B. Researching Facts: Part 1 of the Jigsaw (20 minutes)

  • Display and distribute the Researching Factual Information graphic organizer. Invite students to read through the directions and the column headings with you.
  • Tell students that they are going to be researching facts about the 1906 San Francisco earthquake and fire that they could use in their newspaper articles. Explain that they are going to be doing a jigsaw so different triads will have different articles to research. Then they will come together at the end to share what they have found out. Tell students that this way they can share the workload of researching facts.
  • Distribute the research articles and glossaries.
  • Invite triads to begin researching. Remind students to discuss their ideas before writing anything on their individual graphic organizers.
  • Circulate to support students in reading the texts and underlining factual information. Ask guiding questions:

*   "Does this information answer the focus question: How did the 1906 San Francisco earthquake and fire affect the people of San Francisco?"

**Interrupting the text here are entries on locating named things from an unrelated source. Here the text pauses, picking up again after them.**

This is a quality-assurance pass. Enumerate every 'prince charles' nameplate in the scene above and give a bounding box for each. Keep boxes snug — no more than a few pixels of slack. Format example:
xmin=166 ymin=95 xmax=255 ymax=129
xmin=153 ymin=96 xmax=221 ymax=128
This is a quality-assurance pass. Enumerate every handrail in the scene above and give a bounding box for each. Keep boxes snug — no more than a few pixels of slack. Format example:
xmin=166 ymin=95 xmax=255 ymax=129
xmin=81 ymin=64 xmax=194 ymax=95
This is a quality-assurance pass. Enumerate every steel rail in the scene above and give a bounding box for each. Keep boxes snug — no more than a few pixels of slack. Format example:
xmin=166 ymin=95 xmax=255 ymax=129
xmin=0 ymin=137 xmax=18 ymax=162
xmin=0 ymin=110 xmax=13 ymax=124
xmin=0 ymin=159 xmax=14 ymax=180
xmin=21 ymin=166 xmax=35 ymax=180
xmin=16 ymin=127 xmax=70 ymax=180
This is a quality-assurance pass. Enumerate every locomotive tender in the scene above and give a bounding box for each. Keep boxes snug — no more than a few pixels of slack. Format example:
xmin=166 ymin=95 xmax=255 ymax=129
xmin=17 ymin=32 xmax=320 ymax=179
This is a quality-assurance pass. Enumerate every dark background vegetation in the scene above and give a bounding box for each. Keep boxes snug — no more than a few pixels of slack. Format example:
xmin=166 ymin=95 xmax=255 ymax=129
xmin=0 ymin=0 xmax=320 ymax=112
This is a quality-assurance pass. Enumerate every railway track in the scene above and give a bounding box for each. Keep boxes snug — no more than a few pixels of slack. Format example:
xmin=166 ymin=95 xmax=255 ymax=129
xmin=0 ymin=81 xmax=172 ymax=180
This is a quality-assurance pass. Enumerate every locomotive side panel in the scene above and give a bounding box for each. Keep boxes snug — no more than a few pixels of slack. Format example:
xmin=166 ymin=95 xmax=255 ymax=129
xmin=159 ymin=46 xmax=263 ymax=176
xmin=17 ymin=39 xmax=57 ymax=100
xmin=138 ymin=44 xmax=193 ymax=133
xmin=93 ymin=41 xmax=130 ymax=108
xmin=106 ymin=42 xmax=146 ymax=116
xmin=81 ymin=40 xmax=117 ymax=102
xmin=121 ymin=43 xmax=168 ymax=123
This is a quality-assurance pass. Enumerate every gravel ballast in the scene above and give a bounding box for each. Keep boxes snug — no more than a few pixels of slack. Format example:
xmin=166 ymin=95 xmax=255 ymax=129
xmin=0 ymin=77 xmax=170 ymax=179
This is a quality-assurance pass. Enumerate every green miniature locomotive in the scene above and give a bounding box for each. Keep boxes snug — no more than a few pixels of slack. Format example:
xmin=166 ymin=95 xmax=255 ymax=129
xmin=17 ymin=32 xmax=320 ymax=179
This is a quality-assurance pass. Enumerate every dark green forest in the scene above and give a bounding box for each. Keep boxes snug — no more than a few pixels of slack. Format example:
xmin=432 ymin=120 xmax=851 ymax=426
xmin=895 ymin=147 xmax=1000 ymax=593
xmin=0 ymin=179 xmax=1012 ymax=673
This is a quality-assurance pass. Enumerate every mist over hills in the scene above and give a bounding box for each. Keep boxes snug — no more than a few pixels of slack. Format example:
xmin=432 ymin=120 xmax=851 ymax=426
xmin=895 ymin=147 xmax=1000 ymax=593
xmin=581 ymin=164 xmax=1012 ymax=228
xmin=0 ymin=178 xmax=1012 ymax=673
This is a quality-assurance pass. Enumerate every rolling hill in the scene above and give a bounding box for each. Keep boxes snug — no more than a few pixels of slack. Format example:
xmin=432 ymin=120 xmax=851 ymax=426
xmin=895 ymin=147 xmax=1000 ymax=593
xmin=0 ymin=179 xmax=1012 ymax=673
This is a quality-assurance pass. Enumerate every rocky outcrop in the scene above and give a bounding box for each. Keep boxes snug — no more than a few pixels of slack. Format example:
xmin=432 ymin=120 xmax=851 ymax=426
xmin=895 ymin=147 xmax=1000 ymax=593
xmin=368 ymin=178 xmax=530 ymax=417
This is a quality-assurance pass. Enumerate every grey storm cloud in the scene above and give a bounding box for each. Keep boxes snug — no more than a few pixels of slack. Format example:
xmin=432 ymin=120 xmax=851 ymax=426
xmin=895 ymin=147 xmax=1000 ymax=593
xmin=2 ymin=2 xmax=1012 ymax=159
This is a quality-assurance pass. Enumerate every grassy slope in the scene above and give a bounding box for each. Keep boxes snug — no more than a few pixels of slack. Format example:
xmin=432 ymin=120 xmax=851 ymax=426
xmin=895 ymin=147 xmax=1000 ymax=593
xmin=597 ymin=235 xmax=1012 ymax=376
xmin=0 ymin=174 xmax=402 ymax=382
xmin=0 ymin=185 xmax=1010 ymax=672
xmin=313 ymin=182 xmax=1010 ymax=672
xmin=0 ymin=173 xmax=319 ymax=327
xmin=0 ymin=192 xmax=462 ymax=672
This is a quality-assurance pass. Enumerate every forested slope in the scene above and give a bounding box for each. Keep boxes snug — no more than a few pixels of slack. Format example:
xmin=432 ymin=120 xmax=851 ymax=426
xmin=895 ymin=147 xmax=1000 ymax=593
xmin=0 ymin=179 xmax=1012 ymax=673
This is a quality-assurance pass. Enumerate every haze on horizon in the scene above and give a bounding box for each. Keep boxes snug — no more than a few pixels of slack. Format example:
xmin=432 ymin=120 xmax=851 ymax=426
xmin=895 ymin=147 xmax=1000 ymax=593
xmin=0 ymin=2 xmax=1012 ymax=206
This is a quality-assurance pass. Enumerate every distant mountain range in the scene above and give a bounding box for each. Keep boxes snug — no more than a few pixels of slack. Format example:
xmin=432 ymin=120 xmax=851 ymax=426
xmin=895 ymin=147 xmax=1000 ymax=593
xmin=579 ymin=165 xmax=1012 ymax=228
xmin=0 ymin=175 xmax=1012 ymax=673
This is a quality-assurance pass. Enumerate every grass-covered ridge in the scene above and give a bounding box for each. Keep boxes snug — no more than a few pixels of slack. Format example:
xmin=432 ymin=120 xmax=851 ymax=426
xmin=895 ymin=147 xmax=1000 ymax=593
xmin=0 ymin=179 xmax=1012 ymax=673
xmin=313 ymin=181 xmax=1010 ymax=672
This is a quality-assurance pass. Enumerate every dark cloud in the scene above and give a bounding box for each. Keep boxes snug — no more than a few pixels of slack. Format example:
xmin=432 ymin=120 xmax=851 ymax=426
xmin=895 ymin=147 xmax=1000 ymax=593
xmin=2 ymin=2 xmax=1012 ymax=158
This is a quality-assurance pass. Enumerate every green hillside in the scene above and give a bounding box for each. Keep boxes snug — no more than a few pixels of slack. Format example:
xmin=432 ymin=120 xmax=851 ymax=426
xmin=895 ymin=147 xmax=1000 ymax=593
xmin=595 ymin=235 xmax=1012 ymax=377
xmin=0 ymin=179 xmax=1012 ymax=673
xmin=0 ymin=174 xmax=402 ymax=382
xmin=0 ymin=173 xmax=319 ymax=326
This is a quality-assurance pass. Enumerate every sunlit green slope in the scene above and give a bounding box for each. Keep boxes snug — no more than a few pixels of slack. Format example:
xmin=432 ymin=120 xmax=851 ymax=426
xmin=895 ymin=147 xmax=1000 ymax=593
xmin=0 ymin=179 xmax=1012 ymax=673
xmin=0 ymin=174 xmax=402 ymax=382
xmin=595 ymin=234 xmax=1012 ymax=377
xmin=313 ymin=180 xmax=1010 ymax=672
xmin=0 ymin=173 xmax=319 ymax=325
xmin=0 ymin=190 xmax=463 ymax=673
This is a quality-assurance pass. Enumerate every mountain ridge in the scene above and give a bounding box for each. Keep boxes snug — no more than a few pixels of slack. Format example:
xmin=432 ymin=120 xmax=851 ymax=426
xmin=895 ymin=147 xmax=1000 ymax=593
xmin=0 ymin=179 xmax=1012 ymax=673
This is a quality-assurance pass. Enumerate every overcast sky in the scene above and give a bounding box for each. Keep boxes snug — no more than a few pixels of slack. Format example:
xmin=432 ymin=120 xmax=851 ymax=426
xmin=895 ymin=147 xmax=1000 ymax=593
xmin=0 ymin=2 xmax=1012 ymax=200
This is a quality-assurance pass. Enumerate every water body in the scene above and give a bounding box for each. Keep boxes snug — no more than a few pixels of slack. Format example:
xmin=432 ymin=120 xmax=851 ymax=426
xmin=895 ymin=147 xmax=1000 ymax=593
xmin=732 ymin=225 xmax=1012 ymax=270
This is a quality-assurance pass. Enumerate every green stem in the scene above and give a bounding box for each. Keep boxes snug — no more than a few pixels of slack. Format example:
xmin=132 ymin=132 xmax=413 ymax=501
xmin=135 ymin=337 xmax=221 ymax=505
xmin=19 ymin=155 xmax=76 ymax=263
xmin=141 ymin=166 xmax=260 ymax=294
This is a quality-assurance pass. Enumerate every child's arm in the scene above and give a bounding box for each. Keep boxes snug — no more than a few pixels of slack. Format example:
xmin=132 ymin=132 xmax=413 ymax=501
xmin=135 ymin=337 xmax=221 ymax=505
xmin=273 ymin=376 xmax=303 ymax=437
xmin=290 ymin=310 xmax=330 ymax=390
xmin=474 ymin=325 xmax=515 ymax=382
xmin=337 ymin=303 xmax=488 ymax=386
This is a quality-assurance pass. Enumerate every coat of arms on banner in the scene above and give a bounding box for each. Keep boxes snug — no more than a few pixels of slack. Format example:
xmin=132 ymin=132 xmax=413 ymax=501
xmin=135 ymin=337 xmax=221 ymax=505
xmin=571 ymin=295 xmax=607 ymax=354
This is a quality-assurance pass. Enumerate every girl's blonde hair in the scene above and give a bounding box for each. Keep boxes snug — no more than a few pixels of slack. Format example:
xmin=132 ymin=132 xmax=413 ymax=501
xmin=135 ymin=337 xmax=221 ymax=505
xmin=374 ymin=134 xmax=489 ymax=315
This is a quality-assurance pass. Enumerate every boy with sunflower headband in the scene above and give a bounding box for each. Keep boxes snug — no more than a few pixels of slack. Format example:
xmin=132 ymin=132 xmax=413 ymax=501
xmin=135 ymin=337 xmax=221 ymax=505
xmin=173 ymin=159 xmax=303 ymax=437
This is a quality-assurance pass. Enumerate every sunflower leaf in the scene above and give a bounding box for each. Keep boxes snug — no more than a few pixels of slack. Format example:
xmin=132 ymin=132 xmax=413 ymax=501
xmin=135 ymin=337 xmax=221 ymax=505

*   "Is this factual information? Is it something that is undeniably true?"

  • If students have been grouped homogeneously, focus your attention on those triads who need additional support reading the research materials.

Closing & Assessments

ClosingMeeting Students' Needs

A. Triad Share: Part 2 of the Jigsaw (12 minutes)

  • Invite triads to pair up with another triad to share the facts they have collected.
  • Invite triads to add any facts to their graphic organizer.
  • Inviting triads to share their work can function as a self-check and can enable triads to push each other's thinking further.

Homework

Homework
  • Continue reading your independent reading book.